Ce qui peut occasionner une souffrance au travail, c’est de se trouver dans l’incapacité
d’atteindre ses objectifs en dépit de ses efforts. La répétition de cette situation est susceptible
de laisser des traces durables, avec des sentiments d’amertume, de non-reconnaissance
ou d’échec.
Pourquoi les objectifs d’une consultation de rhumatologie
seraient-ils plus difficiles à atteindre ?
Ce sont les différentes composantes de la consultation qu’il faut analyser :
➤ le malade consulte pour des symptômes, essentiellement des douleurs, pour lesquels
il attend un soulagement. Le praticien doit établir la cause de ces douleurs, expliquer
le pronostic à un patient − qui est souvent inquiet, demandeur d’informations concernant
son travail, ses loisirs, les traitements, etc. − et proposer un traitement.
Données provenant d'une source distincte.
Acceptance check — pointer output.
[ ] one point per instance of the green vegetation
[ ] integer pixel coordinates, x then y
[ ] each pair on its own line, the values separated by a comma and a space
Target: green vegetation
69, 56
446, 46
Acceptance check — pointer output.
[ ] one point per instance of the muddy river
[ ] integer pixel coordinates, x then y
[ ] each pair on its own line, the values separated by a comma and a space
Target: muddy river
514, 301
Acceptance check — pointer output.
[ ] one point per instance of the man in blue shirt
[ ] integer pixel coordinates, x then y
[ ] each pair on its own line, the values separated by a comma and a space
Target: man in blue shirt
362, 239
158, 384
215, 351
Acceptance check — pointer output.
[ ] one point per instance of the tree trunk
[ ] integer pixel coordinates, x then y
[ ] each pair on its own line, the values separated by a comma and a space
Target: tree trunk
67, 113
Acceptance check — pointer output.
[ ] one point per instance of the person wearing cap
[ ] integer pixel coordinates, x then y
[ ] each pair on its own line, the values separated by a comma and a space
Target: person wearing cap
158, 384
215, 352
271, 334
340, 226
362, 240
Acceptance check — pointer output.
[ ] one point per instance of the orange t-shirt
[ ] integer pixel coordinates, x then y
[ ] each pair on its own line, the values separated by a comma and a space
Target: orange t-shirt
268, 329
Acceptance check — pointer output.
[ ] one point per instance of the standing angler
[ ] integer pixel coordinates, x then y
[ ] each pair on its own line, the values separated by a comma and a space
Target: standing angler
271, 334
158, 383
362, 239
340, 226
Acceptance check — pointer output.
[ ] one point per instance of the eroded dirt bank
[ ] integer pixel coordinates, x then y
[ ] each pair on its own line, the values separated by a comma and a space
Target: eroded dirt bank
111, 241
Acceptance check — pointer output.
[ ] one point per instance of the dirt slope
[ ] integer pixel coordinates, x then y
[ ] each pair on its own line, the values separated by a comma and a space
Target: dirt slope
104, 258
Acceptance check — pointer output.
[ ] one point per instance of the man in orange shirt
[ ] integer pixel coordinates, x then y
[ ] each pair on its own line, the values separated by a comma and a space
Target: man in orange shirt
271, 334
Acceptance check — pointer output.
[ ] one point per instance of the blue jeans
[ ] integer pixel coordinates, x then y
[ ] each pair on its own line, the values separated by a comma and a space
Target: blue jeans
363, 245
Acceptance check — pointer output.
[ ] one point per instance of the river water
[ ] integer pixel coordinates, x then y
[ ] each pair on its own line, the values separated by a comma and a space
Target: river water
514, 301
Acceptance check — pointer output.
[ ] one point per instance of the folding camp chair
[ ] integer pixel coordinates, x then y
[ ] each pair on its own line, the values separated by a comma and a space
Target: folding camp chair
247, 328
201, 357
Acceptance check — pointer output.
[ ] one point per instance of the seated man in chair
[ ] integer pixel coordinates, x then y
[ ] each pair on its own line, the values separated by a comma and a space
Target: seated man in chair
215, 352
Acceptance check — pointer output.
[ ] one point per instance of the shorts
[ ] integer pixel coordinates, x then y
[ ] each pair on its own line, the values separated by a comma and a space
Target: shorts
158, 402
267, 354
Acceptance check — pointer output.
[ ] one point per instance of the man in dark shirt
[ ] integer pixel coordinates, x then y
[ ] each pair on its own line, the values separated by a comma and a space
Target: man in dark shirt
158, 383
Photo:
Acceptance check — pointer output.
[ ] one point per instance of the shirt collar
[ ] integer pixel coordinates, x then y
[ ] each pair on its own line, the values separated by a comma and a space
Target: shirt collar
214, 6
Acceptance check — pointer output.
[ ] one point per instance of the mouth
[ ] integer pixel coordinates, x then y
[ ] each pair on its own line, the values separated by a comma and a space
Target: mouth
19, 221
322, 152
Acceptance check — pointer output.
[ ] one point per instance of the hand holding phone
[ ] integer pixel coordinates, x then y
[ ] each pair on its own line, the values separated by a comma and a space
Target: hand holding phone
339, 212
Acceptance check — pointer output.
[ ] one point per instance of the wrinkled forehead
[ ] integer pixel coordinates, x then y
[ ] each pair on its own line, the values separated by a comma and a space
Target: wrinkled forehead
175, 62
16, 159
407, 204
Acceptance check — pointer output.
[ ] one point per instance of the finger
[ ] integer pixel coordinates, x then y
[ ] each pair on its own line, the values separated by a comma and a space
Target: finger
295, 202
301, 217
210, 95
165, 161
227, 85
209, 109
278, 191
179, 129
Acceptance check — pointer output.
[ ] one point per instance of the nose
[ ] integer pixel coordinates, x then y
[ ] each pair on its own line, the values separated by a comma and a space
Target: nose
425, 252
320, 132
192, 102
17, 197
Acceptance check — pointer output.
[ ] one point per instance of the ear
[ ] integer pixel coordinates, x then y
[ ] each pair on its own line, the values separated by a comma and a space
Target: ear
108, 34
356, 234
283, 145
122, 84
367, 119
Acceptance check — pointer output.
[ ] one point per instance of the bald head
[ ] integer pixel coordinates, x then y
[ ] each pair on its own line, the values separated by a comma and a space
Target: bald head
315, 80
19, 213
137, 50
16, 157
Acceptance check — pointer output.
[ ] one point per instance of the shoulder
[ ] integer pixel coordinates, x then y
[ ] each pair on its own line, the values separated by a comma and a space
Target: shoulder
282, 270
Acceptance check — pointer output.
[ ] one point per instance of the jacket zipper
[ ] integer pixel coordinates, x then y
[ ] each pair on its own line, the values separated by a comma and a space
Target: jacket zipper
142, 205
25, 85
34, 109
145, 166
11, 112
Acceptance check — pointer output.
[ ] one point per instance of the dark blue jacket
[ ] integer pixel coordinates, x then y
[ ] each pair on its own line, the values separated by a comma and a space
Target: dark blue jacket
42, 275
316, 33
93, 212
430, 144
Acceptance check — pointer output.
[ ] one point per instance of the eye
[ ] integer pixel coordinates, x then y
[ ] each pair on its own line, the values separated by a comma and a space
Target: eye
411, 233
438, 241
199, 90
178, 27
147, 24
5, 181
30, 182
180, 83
S’il est consciencieux, il s’attachera en outre à mettre tout cela en perspective
avec les morbidités associées, et à prévenir certaines d’entre elles.
L’ensemble de ces objectifs contraste avec l’attente du malade, qui désire une consultation
rapide, avec un résultat immédiat ;
➤ la structure de notre système de santé privilégie l’acte technique au détriment de l’acte
global. Les neurologues ou les psychiatres ont droit à une valorisation de leurs consultations,
considérées comme plus longues.
Conclusion
Cette enquête traduit plus la difficulté de notre tâche qu’une réelle insatisfaction,
car l’arrivée de nombreux nouveaux traitements nous donne également de grandes
satisfactions par le soulagement qu’ils procurent à nos patients.
Cependant, si l’on réfléchit sur notre spécialité et ses perspectives, il convient d’analyser
notre pratique et de proposer d’autres modèles d’offres de soins, dans d’autres cadres,
permettant de répondre de façon plus efficiente et plus satisfaisante aux besoins
de nos patients et de façon moins pénible pour les rhumatologues.